Uma das preocupações de Maria, expressa logo nas primeiras páginas do livro, era a de “guardar sozinha estas coisas”, enterrando “tesouros” como outros que lhe antecederam fizeram ao partir desse mundo. O neto captou essa ansiedade e associou a outra inquietação pessoal: a de ouvir a voz de uma “mulher velha, negra, mãe de santo e pobre” ser aceita e reverenciada na comunidade.

“O preconceito contra os saberes de terreiro, saberes do universo mágico-religioso da umbanda é o maior desafio que enfrentei ao falar sobre a trajetória da minha avó ou submeter textos em determinados concursos literários”, expressa Marcos, contextualizando, porém, o fato da matriarca já ter publicado contos e poesias em Antologias da Porto de Lenha Editora, da Editora Versejar e em Revistas Literárias, como LiteraLivre e Ecos da Palavra.

O livro “A Mística dos Encantados” começou a ser escrito depois que Maria cantou a doutrina de um Encantando para Marcos, numa tarde de agosto de 2018. “Ela estava sentada numa espreguiçadeira e eu ao seu lado ouvindo suas canções, nesta época ela estava muito doente. Eu tinha um computador em meu colo e anotei a canção do Mestre Lorentino tão logo ela cantasse. Em seguida, gravei a história que ela me contou sobre um trabalho de umbanda que ela fez para curar uma moça doente no terreiro do Mestre Antônio de Mel, em Paracuru por volta de 1957”, recorda. O relato foi enviado para o professor e antropólogo Gérson Júnior, que incentivou o estudante a dar continuidade ao trabalho.

Nas palavras de Maria, a obra, resultado de mais de 100 horas de gravações, traz “um aprendizado sobre a umbanda, sobre os encantados, os trabalhos, as caridades, as curas que se faz nas pessoas doentes”. Falar de forma literária sobre a religião de matriz africana que conduziu boa parte de sua vida é, sobretudo, uma forma que ela encontrou de combater preconceitos.

“Eu deixo escrito esse livro pra todos que pegarem e entenderem como é que é. Eu tenho fé em Deus e esperança que um dia esse racismo vai terminar. Vou me encantar e vir pra terra trabalhar”, projeta a mãe de santo, em acordo com suas crenças.

Exemplares

Marcos defende que a identidade da avó aciona uma narrativa reflexiva sobre “a pobreza, a desigualdade social, o preconceito racista contra a umbanda, além de pôr em evidência uma concepção de mundo marcada pelo mistério, pela possibilidade do homem se reconciliar com o sagrado”. Coincidentemente ou não, a publicação, disponível desde o mês de outubro, foi concebida às vésperas do 20 de novembro, Dia da Consciência Negra. 

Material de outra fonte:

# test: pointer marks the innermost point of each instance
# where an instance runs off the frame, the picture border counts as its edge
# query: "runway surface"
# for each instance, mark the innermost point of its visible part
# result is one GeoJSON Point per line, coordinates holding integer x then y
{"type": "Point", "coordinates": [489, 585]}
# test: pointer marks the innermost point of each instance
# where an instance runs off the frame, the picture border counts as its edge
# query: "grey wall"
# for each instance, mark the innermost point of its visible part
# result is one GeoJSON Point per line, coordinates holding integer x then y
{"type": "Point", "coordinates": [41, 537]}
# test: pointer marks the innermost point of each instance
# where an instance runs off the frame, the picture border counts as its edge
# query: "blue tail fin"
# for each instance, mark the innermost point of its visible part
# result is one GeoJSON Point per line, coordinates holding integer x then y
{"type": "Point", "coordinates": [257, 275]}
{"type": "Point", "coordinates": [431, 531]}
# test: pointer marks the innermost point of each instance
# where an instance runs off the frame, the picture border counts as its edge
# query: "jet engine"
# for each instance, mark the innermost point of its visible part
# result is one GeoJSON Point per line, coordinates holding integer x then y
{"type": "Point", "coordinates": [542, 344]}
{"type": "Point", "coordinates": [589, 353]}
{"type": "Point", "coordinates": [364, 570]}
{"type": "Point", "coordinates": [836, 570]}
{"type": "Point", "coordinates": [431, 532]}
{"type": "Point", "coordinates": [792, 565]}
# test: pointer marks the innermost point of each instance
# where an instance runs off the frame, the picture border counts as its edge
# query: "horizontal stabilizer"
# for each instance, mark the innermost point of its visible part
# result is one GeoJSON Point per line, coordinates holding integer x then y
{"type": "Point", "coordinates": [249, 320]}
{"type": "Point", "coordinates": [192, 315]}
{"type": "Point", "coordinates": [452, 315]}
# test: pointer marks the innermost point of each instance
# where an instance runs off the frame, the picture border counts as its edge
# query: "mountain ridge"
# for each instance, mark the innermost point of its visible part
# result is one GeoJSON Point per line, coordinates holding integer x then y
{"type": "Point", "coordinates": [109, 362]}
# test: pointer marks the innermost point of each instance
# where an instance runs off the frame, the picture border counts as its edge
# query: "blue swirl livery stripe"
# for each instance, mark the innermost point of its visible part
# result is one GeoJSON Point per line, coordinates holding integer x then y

“Tive a preocupação de reconhecer sempre seu lugar de fala e sua primazia pela autoria do que era escrito. Desta forma, o livro ‘A Mística dos Encantados’ deve ser lido como uma produção de uma mulher negra, mãe de santo e sua contribuição para a literatura brasileira”, expressa o neto de Maria Toinha.

A tiragem tímida, de 30 exemplares, foi viabilizada pelo Auxílio Emergencial que receberam do Governo Federal durante a pandemia. “Não existem políticas públicas de apoio e incentivo aos escritores em nosso município, desta forma tenho trabalhado com o apoio de amigos na divulgação”, observa o estudante. O livro também está disponível no formato digital e pode ser adquirido na plataforma Clube de Autores.

Além dessa obra, avó e neto se empenham em outras duas: o livro “Caminhos Encantados”, que já está finalizado, faltando apenas recursos para publicar, e outro, intitulado “Lavagem Encantada”, que está em fase de construção. Enquanto Maria se coloca à disposição para narrar, Marcos se empenha em fazer a sabedoria da avó ocupar diferentes lugares.

“É fundamental que a Universidade possa reconhecer essas outras formas de pensamento e a contribuição da escrita de mulheres negras para a produção de saberes descolonizadores. A poética da narrativa de Maria Toinha pode contribuir para que a Universidade Pública leve adiante um movimento de escrita estética que abrace outras formas de produção, como poemas, contos, diários, relatos”, acredita, escancarando as portas do lugar onde um dia ela o ajudou a chegar.